As usual we first always check and load in our required packages.
# Check if packages are installed, if not install.
if(!require(here)) install.packages('here') #checks if a package is installed and installs it if required.
if(!require(tidyverse)) install.packages('tidyverse')
if(!require(ggplot2)) install.packages('ggplot2')
library(here) #loads in the specified package
library(tidyverse)
library(ggplot2)
This week we will be learning a lot about the sampling distribution of the mean.
In last weeks lab you were introduced to a dataset looking at social media use in young adults. That data comes from a research programme run here at UNSW. However, this experiment has been repeated at 500 universities across the world, to get an in-depth global understanding of social media use in young adults. Today you are going to look at your dataset from the last computing lab, and the data from across 500 universities.
We are now going to read the dataset that we need for this week into
R. The dataset can be read into an object called
global_social_media. Please use the read.csv()
and here() functions to read in the
PSYC2001_global-time-on-social-data.csv file in the code
block below.
#Use the read.csv() and here() functions to read in the dataset.
global_social_media <- read.csv(file = here("Data","PSYC2001_global-time-on-social-data.csv")) #your code goes here
Now, lets check whether the UNSW value (reminder this is
U49 from the ReadME file!) matches the mean value we had
from the first week.
This should be pretty easy to do, and makes use of the
filter() function we used last week. This function is able
to filter rows in your dataset that match a certain condition.
global_social_media %>%
filter(uni_id == "U49") # reminder filter is used to select rows based on given conditions
## uni_id mean_time_on_social
## 1 U49 2.54
Yay ! The output should match the mean of what we calculated last week. But what does this mean ? Why have we bothered to show you this ?
Each value in the new data file is the mean value for the time_on_social variable, for each of the 500 experiments run (U1-U500), i.e. the data contains 500 samples of the mean for time_on_social. This dataset is the result of repeating a single experiment, many times.
Can you find the value for the University of Sydney (reminder this is
‘U102’ from the ReadMefile!) using the filter() function
?
global_social_media %>%
filter(uni_id == "U102")
## uni_id mean_time_on_social
## 1 U102 2.68
We are now going to have a look at what happens to the sampling distribution of the mean as we increase the number of mean samples in our samples (confusing I know !)
To do this we are going to make use of the sample()
function from baseR. Lets first have a look at what this
function does by using the ? syntax. This should have
already opened in a webpage when you first knitted the document.
?sample
This function takes a vector as its first argument. What this means is that we cannot just give it the entire dataframe as it does not know what to do with it. This will result in an error.

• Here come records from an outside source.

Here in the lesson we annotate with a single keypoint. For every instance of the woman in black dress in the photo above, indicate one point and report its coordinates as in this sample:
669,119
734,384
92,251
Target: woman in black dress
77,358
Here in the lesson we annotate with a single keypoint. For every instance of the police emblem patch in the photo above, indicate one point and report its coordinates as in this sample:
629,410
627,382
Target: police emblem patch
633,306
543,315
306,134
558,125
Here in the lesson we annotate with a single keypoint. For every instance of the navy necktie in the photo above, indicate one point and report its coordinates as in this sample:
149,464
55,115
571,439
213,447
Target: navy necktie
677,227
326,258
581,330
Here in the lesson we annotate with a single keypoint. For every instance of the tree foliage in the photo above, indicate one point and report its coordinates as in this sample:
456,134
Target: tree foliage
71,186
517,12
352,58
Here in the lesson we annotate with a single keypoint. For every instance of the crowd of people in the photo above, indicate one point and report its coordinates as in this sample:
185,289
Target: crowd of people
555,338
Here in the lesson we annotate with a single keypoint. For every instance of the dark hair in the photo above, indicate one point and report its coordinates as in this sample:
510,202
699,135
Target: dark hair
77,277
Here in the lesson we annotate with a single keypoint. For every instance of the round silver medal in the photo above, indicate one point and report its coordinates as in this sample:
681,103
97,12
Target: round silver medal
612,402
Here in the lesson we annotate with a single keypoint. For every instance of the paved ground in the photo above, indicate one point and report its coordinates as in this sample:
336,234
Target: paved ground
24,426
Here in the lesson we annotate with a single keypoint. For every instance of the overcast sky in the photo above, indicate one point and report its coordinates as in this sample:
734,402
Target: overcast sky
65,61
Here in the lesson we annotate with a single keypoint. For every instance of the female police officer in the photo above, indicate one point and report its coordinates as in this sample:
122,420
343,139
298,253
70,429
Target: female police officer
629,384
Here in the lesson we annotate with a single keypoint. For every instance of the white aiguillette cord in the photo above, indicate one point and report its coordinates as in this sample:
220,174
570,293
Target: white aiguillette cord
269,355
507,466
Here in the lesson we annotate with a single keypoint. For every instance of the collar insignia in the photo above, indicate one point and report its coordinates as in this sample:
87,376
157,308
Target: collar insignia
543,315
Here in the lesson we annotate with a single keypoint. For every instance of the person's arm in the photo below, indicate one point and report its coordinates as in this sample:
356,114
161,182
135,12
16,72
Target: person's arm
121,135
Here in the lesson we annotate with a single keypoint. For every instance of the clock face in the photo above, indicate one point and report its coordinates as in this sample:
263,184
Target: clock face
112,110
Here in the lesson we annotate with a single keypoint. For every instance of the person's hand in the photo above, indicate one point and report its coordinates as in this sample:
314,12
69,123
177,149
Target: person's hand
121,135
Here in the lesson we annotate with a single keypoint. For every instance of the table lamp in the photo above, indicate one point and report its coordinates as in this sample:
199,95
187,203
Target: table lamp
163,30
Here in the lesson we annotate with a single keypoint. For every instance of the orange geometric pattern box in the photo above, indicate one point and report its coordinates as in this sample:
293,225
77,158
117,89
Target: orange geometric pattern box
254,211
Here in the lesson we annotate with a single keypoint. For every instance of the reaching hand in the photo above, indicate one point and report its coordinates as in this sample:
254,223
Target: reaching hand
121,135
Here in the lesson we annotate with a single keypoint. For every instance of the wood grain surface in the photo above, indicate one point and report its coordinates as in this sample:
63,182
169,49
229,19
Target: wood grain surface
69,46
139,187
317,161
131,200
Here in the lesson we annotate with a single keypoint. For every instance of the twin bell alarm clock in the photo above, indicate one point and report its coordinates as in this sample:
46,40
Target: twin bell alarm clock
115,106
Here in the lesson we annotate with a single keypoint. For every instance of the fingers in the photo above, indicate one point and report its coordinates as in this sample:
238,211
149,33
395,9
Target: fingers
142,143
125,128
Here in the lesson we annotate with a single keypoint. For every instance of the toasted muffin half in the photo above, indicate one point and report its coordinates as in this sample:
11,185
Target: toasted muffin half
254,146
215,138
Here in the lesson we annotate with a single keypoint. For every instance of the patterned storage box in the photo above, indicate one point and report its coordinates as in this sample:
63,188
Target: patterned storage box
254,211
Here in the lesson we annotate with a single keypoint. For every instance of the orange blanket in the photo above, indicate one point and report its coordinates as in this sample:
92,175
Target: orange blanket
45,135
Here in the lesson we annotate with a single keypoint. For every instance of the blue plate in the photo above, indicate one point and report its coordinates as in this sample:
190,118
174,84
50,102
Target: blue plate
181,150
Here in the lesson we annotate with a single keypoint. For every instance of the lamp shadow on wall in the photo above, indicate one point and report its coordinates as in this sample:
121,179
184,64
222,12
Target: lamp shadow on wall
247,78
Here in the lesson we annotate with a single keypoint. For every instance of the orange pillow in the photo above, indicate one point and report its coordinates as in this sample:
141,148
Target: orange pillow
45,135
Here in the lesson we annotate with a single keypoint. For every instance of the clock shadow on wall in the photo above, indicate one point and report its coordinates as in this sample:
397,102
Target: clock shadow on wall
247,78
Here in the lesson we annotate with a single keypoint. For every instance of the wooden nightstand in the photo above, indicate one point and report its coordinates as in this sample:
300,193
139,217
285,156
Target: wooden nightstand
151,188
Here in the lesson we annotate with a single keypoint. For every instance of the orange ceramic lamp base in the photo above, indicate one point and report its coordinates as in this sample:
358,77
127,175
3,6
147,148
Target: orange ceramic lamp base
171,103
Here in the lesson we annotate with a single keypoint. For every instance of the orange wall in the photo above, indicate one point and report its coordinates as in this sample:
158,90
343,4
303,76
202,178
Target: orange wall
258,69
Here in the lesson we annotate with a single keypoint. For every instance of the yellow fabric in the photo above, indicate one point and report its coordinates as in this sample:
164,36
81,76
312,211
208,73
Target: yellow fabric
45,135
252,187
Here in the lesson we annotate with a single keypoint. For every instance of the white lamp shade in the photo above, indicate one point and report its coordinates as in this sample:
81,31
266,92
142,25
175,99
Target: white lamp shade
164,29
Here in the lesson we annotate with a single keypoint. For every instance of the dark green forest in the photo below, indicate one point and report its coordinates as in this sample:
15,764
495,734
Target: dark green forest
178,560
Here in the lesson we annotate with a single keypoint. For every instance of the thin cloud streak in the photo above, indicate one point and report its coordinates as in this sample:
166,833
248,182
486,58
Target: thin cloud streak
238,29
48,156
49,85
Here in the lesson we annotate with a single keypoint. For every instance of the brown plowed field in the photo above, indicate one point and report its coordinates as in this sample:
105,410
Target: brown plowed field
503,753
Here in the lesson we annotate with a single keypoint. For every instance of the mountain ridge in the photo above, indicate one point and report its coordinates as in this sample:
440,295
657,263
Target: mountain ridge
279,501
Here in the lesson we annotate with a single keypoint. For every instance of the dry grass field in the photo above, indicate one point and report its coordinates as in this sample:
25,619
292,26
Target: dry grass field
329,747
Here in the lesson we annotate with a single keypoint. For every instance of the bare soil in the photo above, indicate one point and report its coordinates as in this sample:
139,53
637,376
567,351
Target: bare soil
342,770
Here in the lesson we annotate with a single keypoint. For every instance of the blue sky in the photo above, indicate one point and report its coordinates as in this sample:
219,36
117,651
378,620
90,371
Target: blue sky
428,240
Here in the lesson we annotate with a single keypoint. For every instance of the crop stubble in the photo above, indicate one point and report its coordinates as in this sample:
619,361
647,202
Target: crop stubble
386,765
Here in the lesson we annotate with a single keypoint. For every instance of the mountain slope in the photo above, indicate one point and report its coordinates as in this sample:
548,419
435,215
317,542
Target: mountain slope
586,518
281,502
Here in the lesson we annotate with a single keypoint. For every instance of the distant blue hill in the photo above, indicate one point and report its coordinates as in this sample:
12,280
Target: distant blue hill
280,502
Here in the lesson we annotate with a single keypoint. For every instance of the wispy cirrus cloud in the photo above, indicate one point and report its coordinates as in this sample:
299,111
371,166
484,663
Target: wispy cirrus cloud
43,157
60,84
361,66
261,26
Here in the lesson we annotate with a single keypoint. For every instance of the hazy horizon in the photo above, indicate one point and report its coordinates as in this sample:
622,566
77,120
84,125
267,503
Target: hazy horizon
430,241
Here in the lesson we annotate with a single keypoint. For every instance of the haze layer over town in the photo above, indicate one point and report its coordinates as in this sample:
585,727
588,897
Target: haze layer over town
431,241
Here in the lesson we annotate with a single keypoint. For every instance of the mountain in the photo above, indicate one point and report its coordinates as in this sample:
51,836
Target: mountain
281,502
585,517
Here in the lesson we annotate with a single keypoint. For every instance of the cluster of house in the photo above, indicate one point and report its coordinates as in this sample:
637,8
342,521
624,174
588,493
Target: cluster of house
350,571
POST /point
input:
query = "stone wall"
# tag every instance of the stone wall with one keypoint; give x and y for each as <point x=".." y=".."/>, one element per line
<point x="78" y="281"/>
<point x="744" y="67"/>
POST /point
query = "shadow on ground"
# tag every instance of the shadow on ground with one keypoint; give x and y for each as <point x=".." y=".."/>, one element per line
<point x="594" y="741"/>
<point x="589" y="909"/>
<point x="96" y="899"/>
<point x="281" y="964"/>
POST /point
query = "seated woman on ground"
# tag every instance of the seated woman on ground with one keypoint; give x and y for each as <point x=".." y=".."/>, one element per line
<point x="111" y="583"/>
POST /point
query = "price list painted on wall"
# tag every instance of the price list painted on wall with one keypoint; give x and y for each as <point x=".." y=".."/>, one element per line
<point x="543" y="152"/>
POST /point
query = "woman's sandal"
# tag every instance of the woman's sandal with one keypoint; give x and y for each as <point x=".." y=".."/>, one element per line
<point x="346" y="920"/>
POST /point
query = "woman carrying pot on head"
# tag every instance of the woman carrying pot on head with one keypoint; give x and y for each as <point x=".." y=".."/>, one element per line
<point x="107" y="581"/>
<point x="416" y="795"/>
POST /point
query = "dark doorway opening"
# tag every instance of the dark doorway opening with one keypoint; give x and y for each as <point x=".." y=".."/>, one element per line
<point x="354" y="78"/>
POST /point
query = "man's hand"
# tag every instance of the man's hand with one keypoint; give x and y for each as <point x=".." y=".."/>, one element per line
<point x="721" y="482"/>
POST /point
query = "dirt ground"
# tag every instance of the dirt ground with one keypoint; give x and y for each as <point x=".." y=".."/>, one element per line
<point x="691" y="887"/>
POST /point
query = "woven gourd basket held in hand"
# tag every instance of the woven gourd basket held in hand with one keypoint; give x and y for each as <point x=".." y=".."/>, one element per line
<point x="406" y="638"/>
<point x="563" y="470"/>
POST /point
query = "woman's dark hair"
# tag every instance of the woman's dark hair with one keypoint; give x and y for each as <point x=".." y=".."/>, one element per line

sample(global_social_media, size = 10)
## Error in sample.int(length(x), size, replace, prob): cannot take a sample larger than the population when 'replace = FALSE'
But you may be asking now, what is a vector? You can think of a vector as a single column in our dataframe. In this instance above, since the function only takes a single column, it gets overwhelmed when we pass it the entire dataframe. Poor function !